LIBAN - Les poursuites dont fait l’objet Muhamad Mugraby, avocat spécialisé dans la défense des droits humains, sont préoccupantes

Index AI : MDE 18/003/2006

DÉCLARATION CONJOINTE D’AMNESTY INTERNATIONAL ET ARTICLE 19

Amnesty International et Article 19 ont écrit au ministre de la Défense et au ministre de la Justice du Liban pour les exhorter à abandonner les poursuites en diffamation engagées contre l’avocat Muhamad Mugraby, spécialiste des droits humains, pour des propos tenus devant une délégation de députés européens il y a près de trois ans.

Les deux organisations se sont dites préoccupées par le fait que Muhamad Mugraby, qui doit être jugé par une juridiction militaire le 17 avril 2006, pourrait être emprisonné pendant une période pouvant aller jusqu’à trois ans. Elles ont ajouté que si cet homme était incarcéré elles le considéreraient comme un prisonnier d’opinion ayant exercé légitimement son droit à la liberté d’expression lorsqu’il s’est adressé aux membres du Parlement européen.

Muhamad Mugraby a été accusé d’atteinte à l’honneur de l’institution militaire libanaise et de ses membres pour avoir critiqué la justice militaire lors d’une réunion de la délégation Machrek du Parlement européen, le 4 novembre 2003, à Bruxelles. Il avait qualifié d’inadéquate la formation des juges et avait critiqué le fait que ceux-ci ne traitaient pas de manière appropriée les allégations des accusés selon lesquelles on les aurait torturés en détention pour leur extraire des « aveux ».

Dans leur lettre conjointe aux ministres libanais, Article 19 et Amnesty International affirment que les poursuites engagées contre Muhamad Mugraby sont contraires à l’obligation du Liban, aux termes du Pacte international relatif aux droits civils et politiques, de garantir la liberté d’expression, ainsi qu’au Principe 23 des Principes de base des Nations unies relatifs au rôle du barreau, qui dispose que les avocats ont « le droit de prendre part à des discussions publiques portant sur le droit, l’administration de la justice et la promotion et la protection des droits de l’homme ». Ces poursuites violent en outre l’Accord d’association euro-méditerranéen entre le Liban et l’Union européenne, qui est entré en vigueur le 1er avril 2006. L’article 2 de l’Accord requiert des États participants le « respect des principes démocratiques et des droits de l’homme ».

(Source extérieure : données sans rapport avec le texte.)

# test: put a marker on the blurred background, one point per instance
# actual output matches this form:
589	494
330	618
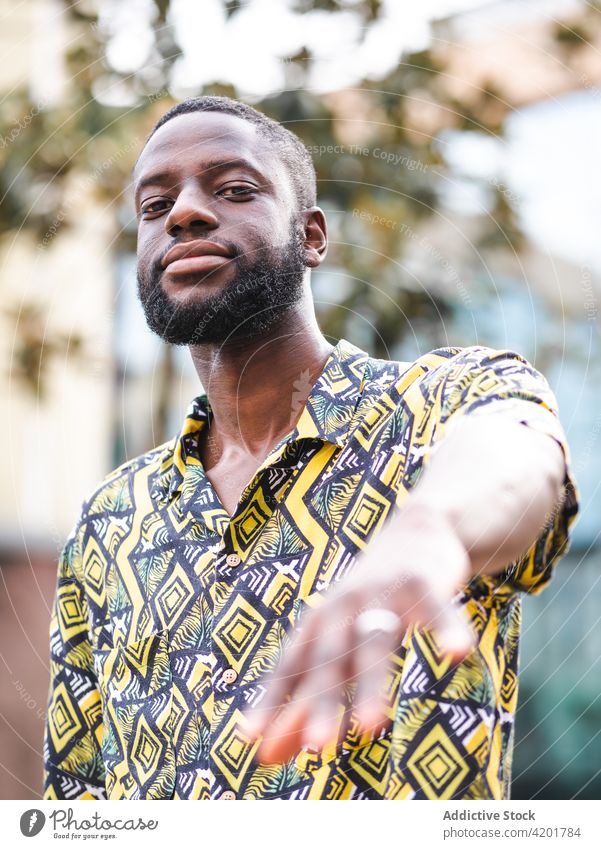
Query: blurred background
457	149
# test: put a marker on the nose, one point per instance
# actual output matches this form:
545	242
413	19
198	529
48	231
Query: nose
191	211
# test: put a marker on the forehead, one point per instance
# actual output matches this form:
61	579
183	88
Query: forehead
187	142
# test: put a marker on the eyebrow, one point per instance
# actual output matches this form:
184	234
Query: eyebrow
214	165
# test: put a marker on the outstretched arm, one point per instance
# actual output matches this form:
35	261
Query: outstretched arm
488	490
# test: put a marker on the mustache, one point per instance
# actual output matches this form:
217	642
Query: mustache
230	247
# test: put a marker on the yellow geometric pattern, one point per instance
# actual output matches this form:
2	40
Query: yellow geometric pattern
161	640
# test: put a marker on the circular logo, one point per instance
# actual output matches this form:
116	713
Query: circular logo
32	822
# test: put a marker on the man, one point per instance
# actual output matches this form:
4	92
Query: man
313	591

Les deux organisations ont également fait part aux ministres de leur inquiétude quant au fait que la procédure engagée contre Muhamad Mugraby fait suite à d’autres tentatives de poursuites en justice visant ses activités d’avocat et défenseur des droits humains. Elles ont demandé au gouvernement libanais de veiller à ce que les personnes menant des actions légitimes de défense des droits humains au Liban puissent le faire sans craindre d’être harcelées ou persécutées.

Complément d’information

Amnesty International a exprimé à maintes reprises son inquiétude au sujet de la justice militaire libanaise, qui est loin de respecter les normes internationales d’équité des procès. Contrairement à ce que prévoit la législation libanaise, la justice militaire a compétence pour juger des affaires qui devraient être examinées par des juridictions civiles ; elle ne motive pas ses décisions de manière détaillée ; elle a recours à des procédures sommaires qui lèsent les droits de la défense, et la majorité des juges sont des militaires n’ayant pas une formation juridique suffisante. La procédure suivie par les juridictions militaires n’est soumise à aucune révision judiciaire indépendante, condition essentielle pour garantir l’équité des procès.